How It Works
- Attach evaluators to a dataset — Open a dataset, navigate to the Evaluators tab, and add LLM-based or built-in code evaluators. Configure input mappings once to tell each evaluator where to find its inputs.
- Run an experiment — Execute an experiment against that dataset from the Playground. Attached evaluators run server-side automatically.
- Review scores and traces — Results appear as annotations on the experiment run. Every evaluator execution is traced in its own project so you can navigate from a score to the exact LLM call that produced it.
Evaluator Types
Built-in Code Evaluators
Deterministic evaluators that run without an LLM — Contains, Exact Match, Regex, Levenshtein Distance, and JSON Distance.
LLM Evaluators
LLM-as-a-judge evaluators backed by Phoenix-managed prompts. Use pre-built templates for common tasks like correctness and tool response handling, or write your own.
Why Use Server Evals
- Attach once, evaluate everywhere — Evaluators are defined on the dataset, not the experiment. Every Playground run against that dataset automatically records scores.

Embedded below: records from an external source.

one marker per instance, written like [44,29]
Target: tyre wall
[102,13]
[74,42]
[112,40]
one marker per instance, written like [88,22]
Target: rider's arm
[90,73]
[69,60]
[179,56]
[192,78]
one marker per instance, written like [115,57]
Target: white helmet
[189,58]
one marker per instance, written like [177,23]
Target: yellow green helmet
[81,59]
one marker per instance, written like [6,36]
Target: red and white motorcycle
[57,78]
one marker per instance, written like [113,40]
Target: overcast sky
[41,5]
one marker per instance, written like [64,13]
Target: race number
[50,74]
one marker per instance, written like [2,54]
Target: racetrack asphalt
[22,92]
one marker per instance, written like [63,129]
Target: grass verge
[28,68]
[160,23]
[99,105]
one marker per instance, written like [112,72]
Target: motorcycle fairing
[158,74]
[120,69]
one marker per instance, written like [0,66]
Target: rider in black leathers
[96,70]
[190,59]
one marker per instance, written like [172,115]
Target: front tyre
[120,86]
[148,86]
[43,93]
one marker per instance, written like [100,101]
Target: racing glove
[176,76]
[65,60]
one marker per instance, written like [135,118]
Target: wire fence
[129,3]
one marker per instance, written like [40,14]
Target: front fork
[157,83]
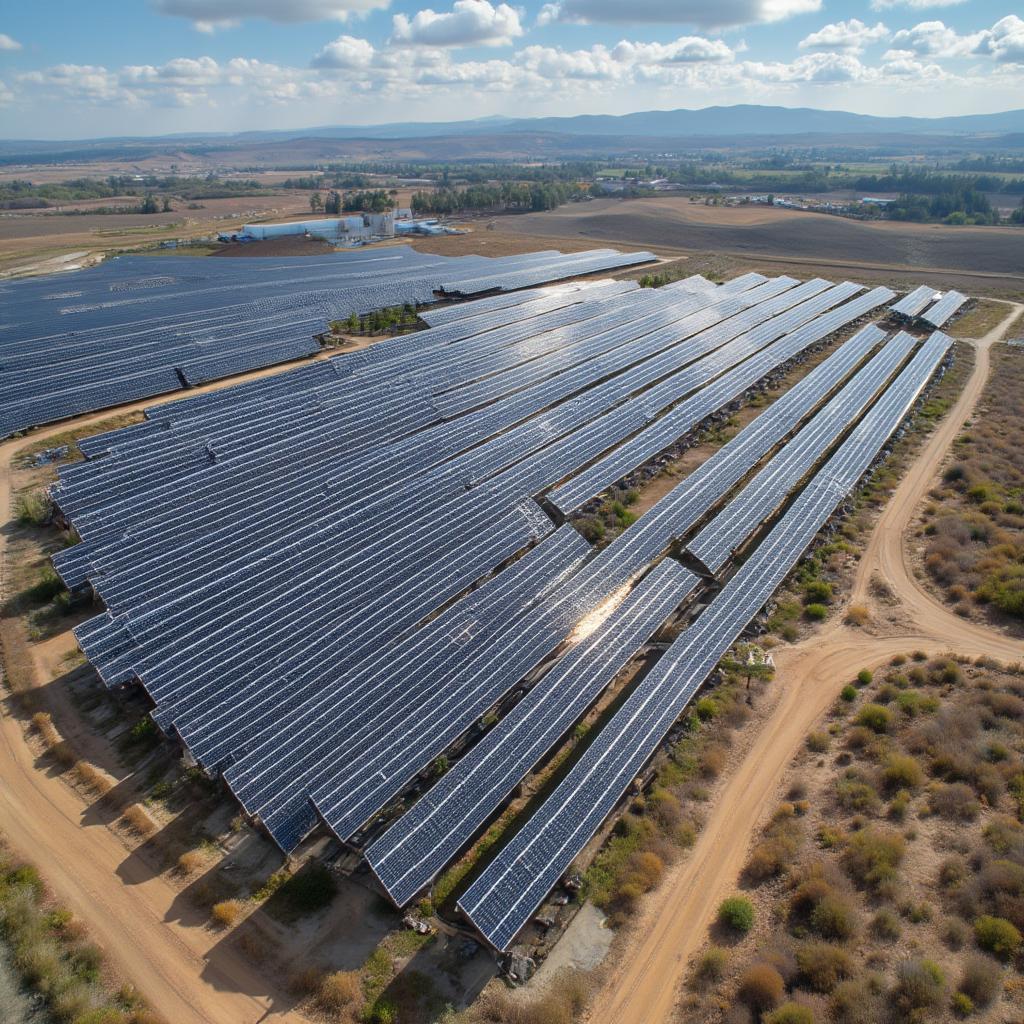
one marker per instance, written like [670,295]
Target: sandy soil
[644,985]
[677,224]
[187,972]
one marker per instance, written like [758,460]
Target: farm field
[757,232]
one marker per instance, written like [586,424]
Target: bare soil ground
[675,924]
[675,224]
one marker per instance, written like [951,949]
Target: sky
[73,70]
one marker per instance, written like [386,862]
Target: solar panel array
[506,895]
[137,327]
[329,579]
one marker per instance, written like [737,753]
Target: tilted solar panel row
[418,846]
[762,497]
[939,314]
[662,434]
[502,900]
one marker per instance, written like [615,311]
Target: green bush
[873,854]
[901,771]
[997,935]
[875,717]
[736,913]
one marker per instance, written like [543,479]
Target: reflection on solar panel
[136,327]
[939,314]
[507,893]
[328,579]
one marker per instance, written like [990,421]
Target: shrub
[818,742]
[227,912]
[822,966]
[711,966]
[902,772]
[996,935]
[339,990]
[791,1013]
[885,925]
[872,855]
[875,717]
[761,987]
[736,913]
[920,985]
[982,980]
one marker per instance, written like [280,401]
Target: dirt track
[192,978]
[810,674]
[186,973]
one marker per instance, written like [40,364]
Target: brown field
[982,255]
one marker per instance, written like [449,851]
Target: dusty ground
[644,985]
[674,224]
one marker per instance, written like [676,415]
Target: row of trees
[510,196]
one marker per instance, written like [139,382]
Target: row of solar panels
[132,334]
[281,632]
[930,306]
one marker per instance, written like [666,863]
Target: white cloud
[1005,41]
[345,51]
[705,13]
[207,15]
[913,4]
[852,36]
[470,23]
[686,49]
[934,39]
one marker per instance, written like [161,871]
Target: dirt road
[644,987]
[186,973]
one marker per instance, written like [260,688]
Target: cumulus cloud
[934,39]
[345,52]
[852,36]
[207,15]
[704,13]
[470,23]
[1005,41]
[913,4]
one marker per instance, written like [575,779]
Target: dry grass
[227,912]
[896,893]
[136,818]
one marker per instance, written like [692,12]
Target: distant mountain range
[585,134]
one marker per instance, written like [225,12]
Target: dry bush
[823,966]
[761,987]
[136,818]
[227,912]
[857,614]
[981,980]
[339,990]
[710,967]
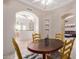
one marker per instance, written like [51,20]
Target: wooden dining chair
[36,36]
[67,48]
[18,52]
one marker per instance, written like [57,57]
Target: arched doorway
[26,23]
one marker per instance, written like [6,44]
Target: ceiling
[46,4]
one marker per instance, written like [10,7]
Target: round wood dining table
[40,46]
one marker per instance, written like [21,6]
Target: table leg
[44,56]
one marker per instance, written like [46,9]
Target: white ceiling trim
[40,8]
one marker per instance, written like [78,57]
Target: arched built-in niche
[26,23]
[68,24]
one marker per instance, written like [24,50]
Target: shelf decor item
[47,32]
[46,41]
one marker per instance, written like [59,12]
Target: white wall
[13,6]
[10,9]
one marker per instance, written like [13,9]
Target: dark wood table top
[40,47]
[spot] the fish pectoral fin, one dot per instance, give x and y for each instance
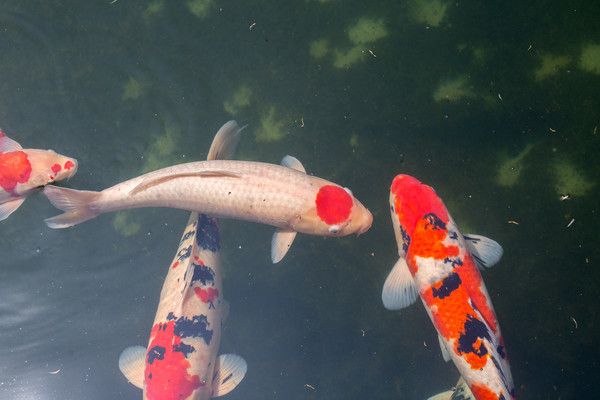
(399, 290)
(229, 372)
(132, 363)
(225, 141)
(150, 182)
(460, 392)
(10, 207)
(293, 163)
(443, 347)
(485, 251)
(7, 144)
(280, 244)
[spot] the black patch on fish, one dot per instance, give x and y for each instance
(186, 349)
(156, 353)
(405, 239)
(449, 285)
(474, 329)
(434, 222)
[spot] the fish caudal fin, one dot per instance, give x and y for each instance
(460, 392)
(485, 251)
(229, 372)
(132, 363)
(10, 207)
(225, 141)
(399, 290)
(280, 244)
(75, 204)
(7, 144)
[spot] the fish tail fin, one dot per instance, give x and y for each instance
(74, 203)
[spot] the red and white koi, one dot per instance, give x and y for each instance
(180, 361)
(24, 171)
(280, 195)
(440, 265)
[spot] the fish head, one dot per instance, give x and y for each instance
(410, 201)
(336, 212)
(50, 166)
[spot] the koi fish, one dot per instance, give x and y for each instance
(459, 392)
(180, 361)
(24, 171)
(280, 195)
(440, 265)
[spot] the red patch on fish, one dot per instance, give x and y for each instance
(413, 200)
(166, 377)
(334, 204)
(207, 296)
(14, 168)
(483, 393)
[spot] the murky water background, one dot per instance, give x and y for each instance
(496, 106)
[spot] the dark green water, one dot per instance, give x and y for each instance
(449, 98)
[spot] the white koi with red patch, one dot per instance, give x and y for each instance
(440, 265)
(24, 171)
(180, 361)
(280, 195)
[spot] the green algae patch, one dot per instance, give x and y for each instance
(319, 48)
(161, 151)
(454, 90)
(589, 60)
(568, 180)
(154, 8)
(272, 127)
(428, 12)
(124, 225)
(345, 59)
(551, 65)
(241, 99)
(510, 168)
(367, 30)
(200, 8)
(133, 89)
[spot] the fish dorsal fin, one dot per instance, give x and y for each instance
(225, 141)
(399, 289)
(445, 353)
(148, 183)
(229, 372)
(293, 163)
(485, 251)
(280, 244)
(10, 207)
(132, 363)
(7, 144)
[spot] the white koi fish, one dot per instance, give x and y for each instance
(180, 361)
(24, 171)
(280, 195)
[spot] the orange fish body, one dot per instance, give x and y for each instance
(439, 264)
(23, 171)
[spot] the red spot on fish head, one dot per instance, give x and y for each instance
(69, 165)
(412, 200)
(166, 374)
(334, 204)
(14, 168)
(56, 168)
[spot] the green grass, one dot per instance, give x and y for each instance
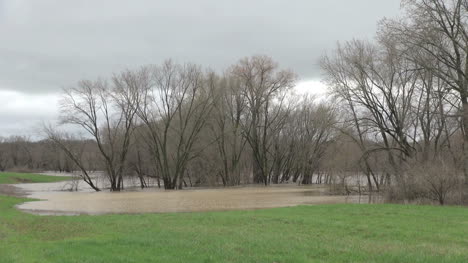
(14, 178)
(325, 233)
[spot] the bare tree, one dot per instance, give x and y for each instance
(107, 112)
(174, 111)
(263, 86)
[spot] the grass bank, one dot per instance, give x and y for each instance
(326, 233)
(14, 178)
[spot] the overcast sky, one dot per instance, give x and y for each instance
(46, 45)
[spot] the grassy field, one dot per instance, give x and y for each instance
(14, 178)
(326, 233)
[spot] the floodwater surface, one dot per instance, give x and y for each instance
(154, 200)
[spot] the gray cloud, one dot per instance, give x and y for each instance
(49, 44)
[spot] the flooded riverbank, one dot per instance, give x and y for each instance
(154, 200)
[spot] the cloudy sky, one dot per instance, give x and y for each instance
(50, 44)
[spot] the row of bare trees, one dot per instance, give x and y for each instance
(398, 108)
(183, 125)
(405, 98)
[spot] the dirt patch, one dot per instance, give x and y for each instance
(10, 190)
(160, 201)
(22, 180)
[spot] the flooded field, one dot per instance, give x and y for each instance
(154, 200)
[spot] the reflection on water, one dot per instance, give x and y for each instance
(153, 200)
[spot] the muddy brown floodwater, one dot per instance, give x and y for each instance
(56, 202)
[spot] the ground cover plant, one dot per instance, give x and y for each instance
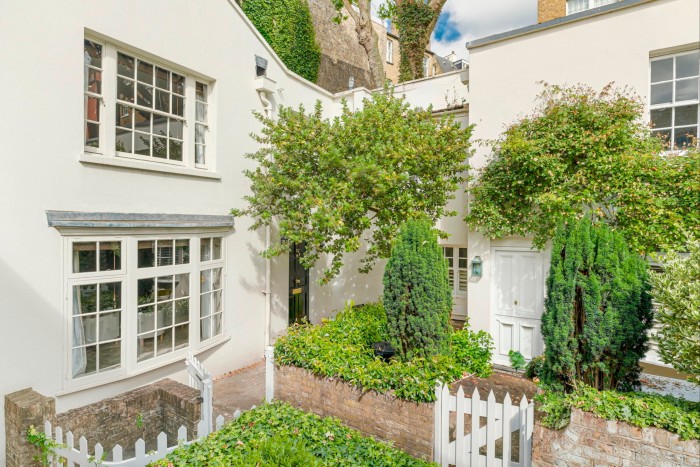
(636, 408)
(417, 294)
(277, 434)
(341, 348)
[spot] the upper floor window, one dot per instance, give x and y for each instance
(673, 98)
(574, 6)
(140, 109)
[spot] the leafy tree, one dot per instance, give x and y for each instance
(677, 291)
(417, 296)
(336, 184)
(587, 152)
(415, 20)
(597, 311)
(286, 25)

- No local setup required — Built-in evaluators run entirely server-side. LLM evaluators use the model configuration already set up on your Phoenix instance — no SDK, API keys, or local dependencies needed.
- Flexible input mapping — Map evaluator variables to any dataset field — input, output, reference, or metadata — using JSON paths for nested values.
- Full traceability — Every evaluator execution is traced in its own project. Navigate from an annotation score to the exact LLM call that produced it, making it easy to debug and refine evaluation criteria.